ARealistic threat — competition over jobs, resources, or political power
BSymbolic threat — fear that out-group values will displace in-group cultural identity
CIntergroup anxiety — self-focused apprehension about the interaction itself rather than hostility toward the out-group
DStereotype threat — fear of confirming negative stereotypes about one's own group during the interaction
Intergroup anxiety is characterized by self-focused worry about the interaction itself ('will I say the right thing?', 'how will they perceive me?') rather than active hostility toward the out-group. This distinction matters because intergroup anxiety can coexist with genuine goodwill — a person may want to interact positively but still avoid contact due to anticipated awkwardness. This anxiety produces avoidance and stilted interactions that then confirm negative expectations, reinforcing prejudice without requiring any hostile intent.
Question 3 True / False
Intergroup anxiety is primarily a hostile emotional response — it reflects active dislike or contempt for out-group members.
TTrue
FFalse
Answer: False
Intergroup anxiety is self-focused, not primarily hostile. It reflects apprehension about the interaction itself — worrying about saying the wrong thing, being evaluated negatively, or not knowing how to behave. A person experiencing intergroup anxiety may have no conscious hostility toward the out-group. This is why it can operate even among people with egalitarian values, and why it is not sufficient to simply tell people to 'be less prejudiced.' The anxiety creates behavioral effects (avoidance, awkwardness) that reinforce the cycle regardless of conscious attitudes.
Question 4 True / False
Symbolic threat — the perception that an out-group threatens in-group values, moral standards, or worldview — is often a stronger predictor of prejudice than realistic competition over material resources.
TTrue
FFalse
Answer: True
Stephan and Stephan's Integrated Threat Theory identifies symbolic threat as frequently the most powerful predictor of prejudice in contemporary diverse societies. Material conditions may improve (reducing realistic threat) while value-based differences remain or intensify. This explains why prejudice often persists or increases even as economic competition decreases — exposure to different values can feel more threatening than competition for jobs. Symbolic threat also helps explain why highly educated, economically secure individuals can hold strong prejudices.
Question 5 Short Answer
Why does intergroup contact sometimes fail to reduce prejudice — or even increase it — despite giving people direct exposure to out-group members?
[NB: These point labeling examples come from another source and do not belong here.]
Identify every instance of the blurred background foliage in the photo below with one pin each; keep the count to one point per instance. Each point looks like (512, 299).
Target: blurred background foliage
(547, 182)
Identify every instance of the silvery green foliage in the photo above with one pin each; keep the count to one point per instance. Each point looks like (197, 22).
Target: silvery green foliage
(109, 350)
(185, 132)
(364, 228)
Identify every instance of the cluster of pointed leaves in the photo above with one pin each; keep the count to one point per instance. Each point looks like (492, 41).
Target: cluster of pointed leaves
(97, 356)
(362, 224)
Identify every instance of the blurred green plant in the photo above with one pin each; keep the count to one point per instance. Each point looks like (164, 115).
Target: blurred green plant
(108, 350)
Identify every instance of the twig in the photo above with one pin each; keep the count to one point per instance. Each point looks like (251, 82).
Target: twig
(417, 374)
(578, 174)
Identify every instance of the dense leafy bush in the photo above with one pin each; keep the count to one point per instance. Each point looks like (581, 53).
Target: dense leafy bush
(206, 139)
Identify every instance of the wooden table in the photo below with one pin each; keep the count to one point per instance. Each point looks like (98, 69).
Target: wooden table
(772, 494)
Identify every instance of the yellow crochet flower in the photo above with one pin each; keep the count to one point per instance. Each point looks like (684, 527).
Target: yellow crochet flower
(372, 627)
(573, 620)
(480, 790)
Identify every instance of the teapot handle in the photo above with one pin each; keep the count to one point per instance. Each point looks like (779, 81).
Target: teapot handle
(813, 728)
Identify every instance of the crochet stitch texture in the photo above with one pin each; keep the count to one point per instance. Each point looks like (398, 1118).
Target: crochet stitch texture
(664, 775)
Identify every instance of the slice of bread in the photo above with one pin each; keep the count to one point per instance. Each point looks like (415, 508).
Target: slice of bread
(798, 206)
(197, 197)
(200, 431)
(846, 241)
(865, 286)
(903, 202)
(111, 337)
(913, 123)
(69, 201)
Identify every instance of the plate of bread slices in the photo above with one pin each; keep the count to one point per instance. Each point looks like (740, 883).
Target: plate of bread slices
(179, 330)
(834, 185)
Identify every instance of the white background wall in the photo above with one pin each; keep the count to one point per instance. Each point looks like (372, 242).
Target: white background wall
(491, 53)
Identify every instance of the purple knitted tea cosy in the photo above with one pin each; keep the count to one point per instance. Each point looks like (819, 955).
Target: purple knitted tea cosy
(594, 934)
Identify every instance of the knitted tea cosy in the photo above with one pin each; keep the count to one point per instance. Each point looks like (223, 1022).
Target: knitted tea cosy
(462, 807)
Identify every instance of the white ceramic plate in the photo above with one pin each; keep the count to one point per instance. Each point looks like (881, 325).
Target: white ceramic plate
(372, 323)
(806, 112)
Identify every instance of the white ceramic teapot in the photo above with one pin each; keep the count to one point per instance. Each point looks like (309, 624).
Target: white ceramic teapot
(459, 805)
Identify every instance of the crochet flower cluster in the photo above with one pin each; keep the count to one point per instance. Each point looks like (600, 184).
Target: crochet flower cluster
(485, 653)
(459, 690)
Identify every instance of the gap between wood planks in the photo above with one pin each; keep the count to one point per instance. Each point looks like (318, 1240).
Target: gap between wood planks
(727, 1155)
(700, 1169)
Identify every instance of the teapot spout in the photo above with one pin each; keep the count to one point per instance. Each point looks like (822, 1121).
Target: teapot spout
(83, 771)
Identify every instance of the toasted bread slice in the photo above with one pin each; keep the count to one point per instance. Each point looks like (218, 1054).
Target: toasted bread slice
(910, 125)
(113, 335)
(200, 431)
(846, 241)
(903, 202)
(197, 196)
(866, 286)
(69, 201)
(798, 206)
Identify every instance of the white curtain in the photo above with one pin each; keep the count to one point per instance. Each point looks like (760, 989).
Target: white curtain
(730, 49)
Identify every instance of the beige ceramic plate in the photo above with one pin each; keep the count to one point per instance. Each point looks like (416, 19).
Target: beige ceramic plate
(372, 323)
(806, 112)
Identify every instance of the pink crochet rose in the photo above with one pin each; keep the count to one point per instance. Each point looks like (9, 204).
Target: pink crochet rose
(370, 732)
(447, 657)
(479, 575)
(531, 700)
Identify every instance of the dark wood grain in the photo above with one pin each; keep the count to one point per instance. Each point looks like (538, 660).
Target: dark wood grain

Think about your answer, then reveal below.
Model answer: Contact without the right structural conditions fails because it does not address the underlying mechanisms driving prejudice: intergroup anxiety and threat perception. If contact occurs between groups of unequal status, in a competitive rather than cooperative context, or without institutional support, it can confirm negative expectations. Anxious or awkward interactions are attributed to out-group members' characteristics rather than to the situational factors producing the anxiety, reinforcing stereotypes. Contact is only the opportunity for change — the conditions that accompany it determine whether anxiety is reduced or amplified.
The contact hypothesis is often misread as the claim that exposure to out-group members reduces prejudice. The research-supported version is more precise: contact under specific conditions reduces prejudice because those conditions address the anxiety and threat mechanisms. Equal status, common goals, cooperation, and institutional support each target a different mechanism. Without them, contact may provide evidence that confirms prejudiced expectations, particularly when anxiety makes interactions go badly and that failure is attributed to the out-group rather than the situation.